The engine was still running on the mid 2000 corolla. In a lazy suburban garage. The cabin sexy with the toxic fumes. Her body was dead inside it.

She woke up somewhere else. There was a bottle of vodka on a slick marble table. A single crystal glass with two cube of ice. There was a thin, dark skinned man sitting there. He looked like he would host a talk show on day time TV. One where people shouted at each other and threw chairs before finally disintegrating into sobs. He looked like he was intimately acquainted with insomniacs, atheists and suicide.

She knew he was waiting for her to sit down and pour herself a drink.

I am quite real he said to her as she took her place in the empty chair. I am God and I am real. You were as wrong as you were right. You atheists kill me. So confident you know something the whole rest of the world doesn't. You do. And you don't.

I exist, but not in the way everyone believes. I'm thoughts. I'm desperation. I'm need and hope. I'm hopelessness and hatred. I'm the manifestation of the thoughts of billions of people. I'm a lie willed into existence.
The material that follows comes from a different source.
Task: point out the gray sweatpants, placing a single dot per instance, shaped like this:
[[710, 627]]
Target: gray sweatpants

Sit with me. Let's talk for a while. You've got nothing, but time.

I'm dead?

You are, but you're not.

There's more. It's just not how people imagine it. It's not beautiful. It's hard. Like life is. It's soft. Like a first kiss. It's a thunderstorm choking on the horizon. It's the piercing hum of cicadas on a muggy summer night. It's the tremble of a single snowflake in a relentless blizzard.

Flesh is an extension of the universe. It's atoms and molecules. It's electricity and inertia. It doesn't wink out of existence. It degrades. It dissolves. It's digested back into the matter all around it.

So you're not real?

I am not.

But you exist?

I do.

So I was right?

You were.

But I was wrong?

You are.

Everyone is.

8/20/2019 12:30:00 AM

time drifted through her veins. a lazy metronome. as the end came into focus. she imagined bombs and radiation. but instead, it was just words. cruel things people could say. maddening breaches of logic used to justify hatred.
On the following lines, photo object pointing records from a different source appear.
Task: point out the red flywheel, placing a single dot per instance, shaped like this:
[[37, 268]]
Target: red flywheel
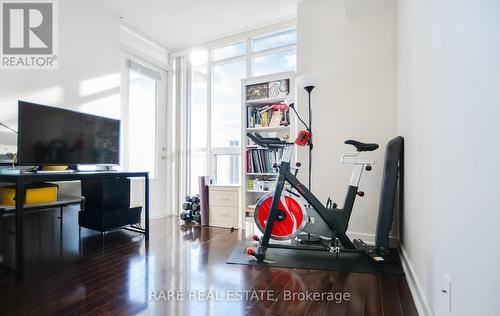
[[290, 219]]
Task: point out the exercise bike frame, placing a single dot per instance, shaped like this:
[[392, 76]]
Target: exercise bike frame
[[336, 219]]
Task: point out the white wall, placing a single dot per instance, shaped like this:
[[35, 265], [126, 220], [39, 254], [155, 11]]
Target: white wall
[[350, 52], [449, 104], [88, 78]]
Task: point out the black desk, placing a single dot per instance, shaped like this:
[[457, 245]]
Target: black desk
[[23, 179]]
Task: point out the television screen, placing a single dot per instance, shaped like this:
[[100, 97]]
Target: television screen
[[54, 136]]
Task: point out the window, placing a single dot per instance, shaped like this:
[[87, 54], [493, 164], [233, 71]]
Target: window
[[227, 168], [215, 100], [275, 40], [226, 104]]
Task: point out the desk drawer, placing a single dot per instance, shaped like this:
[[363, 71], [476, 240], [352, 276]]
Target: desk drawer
[[223, 216], [223, 198]]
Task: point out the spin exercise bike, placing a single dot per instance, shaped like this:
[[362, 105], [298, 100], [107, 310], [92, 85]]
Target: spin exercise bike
[[283, 215]]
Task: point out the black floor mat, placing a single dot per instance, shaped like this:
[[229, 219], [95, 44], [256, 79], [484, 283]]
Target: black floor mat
[[317, 260]]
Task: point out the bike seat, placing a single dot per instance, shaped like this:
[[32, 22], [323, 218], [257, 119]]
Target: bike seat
[[361, 146]]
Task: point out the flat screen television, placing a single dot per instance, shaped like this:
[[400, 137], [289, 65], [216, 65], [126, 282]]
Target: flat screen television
[[49, 136]]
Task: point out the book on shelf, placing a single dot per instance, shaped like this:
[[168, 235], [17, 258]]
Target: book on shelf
[[267, 117], [263, 160]]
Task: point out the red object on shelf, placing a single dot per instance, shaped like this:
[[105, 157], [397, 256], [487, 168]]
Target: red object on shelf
[[303, 138]]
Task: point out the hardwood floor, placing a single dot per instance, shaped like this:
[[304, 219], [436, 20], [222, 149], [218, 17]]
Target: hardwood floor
[[126, 277]]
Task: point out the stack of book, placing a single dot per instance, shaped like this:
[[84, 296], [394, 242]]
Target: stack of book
[[263, 160], [267, 118]]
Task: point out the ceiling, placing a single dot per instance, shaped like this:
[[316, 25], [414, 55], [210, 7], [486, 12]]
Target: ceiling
[[178, 24]]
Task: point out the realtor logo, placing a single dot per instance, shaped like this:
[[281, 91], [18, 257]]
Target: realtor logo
[[29, 38]]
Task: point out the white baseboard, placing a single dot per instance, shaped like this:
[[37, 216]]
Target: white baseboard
[[415, 288]]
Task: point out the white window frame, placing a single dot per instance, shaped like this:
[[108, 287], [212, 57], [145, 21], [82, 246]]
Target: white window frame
[[248, 56]]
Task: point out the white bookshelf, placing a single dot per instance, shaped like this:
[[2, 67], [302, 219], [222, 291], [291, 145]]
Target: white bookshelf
[[250, 194]]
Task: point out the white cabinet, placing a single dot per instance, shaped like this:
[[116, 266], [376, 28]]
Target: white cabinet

it was eventual. A considerate stopwatch. counting the seconds in correlation to our arrogance. the frozen ladder of patience quivering against the strong winds of our altitude.
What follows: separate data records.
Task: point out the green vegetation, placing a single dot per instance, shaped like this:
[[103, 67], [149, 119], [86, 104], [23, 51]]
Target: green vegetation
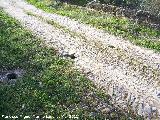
[[137, 33], [50, 85]]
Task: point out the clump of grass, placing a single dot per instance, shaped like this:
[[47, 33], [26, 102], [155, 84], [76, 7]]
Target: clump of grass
[[50, 86], [139, 34]]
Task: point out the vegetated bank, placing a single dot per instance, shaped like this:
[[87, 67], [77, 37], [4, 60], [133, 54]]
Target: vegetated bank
[[50, 86], [138, 34]]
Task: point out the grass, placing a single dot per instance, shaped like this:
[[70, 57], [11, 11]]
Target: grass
[[138, 34], [50, 85]]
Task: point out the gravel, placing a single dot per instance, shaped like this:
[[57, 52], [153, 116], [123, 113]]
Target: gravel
[[129, 73]]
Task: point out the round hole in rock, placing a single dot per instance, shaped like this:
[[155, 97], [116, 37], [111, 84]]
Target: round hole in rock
[[12, 76]]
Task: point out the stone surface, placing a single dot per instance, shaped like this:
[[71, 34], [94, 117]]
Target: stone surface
[[127, 72]]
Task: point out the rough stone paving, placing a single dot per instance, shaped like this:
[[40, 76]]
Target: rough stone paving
[[130, 74]]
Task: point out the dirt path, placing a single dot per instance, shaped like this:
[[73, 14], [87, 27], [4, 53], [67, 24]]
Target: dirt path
[[129, 73]]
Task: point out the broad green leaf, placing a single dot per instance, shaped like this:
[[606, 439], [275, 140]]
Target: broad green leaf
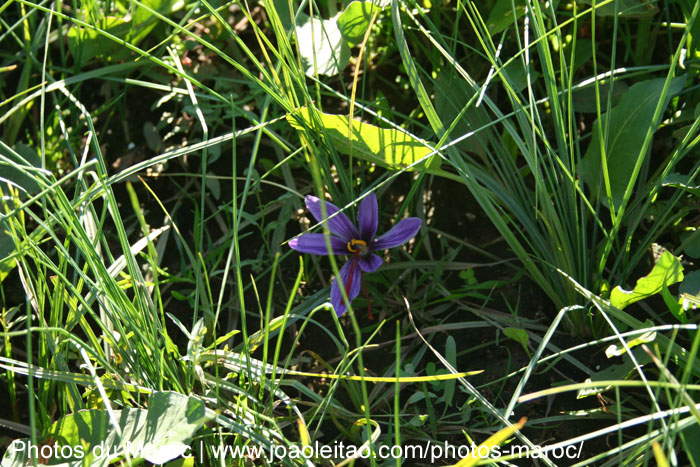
[[625, 8], [388, 148], [158, 434], [615, 350], [321, 42], [354, 21], [627, 123], [666, 271]]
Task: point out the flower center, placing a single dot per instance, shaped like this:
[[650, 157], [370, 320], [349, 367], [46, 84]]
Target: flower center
[[357, 246]]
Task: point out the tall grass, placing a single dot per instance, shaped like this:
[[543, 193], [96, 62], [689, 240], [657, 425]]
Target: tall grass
[[170, 275]]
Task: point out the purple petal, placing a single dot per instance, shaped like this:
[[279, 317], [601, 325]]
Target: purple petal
[[398, 235], [340, 224], [367, 217], [315, 244], [370, 263], [351, 276]]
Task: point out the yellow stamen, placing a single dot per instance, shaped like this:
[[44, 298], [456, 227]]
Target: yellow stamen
[[354, 242]]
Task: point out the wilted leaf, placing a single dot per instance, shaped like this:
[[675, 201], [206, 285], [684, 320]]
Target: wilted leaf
[[666, 271]]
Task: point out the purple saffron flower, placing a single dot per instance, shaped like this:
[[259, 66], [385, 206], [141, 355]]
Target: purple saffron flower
[[348, 240]]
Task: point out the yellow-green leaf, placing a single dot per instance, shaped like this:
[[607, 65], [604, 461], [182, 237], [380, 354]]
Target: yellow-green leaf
[[666, 271], [388, 148]]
the blade cut. we bled. everything else was lost.

the fever of the high as we crested the hill. the sober of the winter as the cold overtook us.

we were never so young as we were then. pulling on the threads. as the seams opened up. wagering the hours in a fever of grief. the colors faded. the virus spent. we were young, but not young enough.

we argued with the apocalypse. spoiled and defiant. we soared over the edge. never thinking for a second that gravity would win.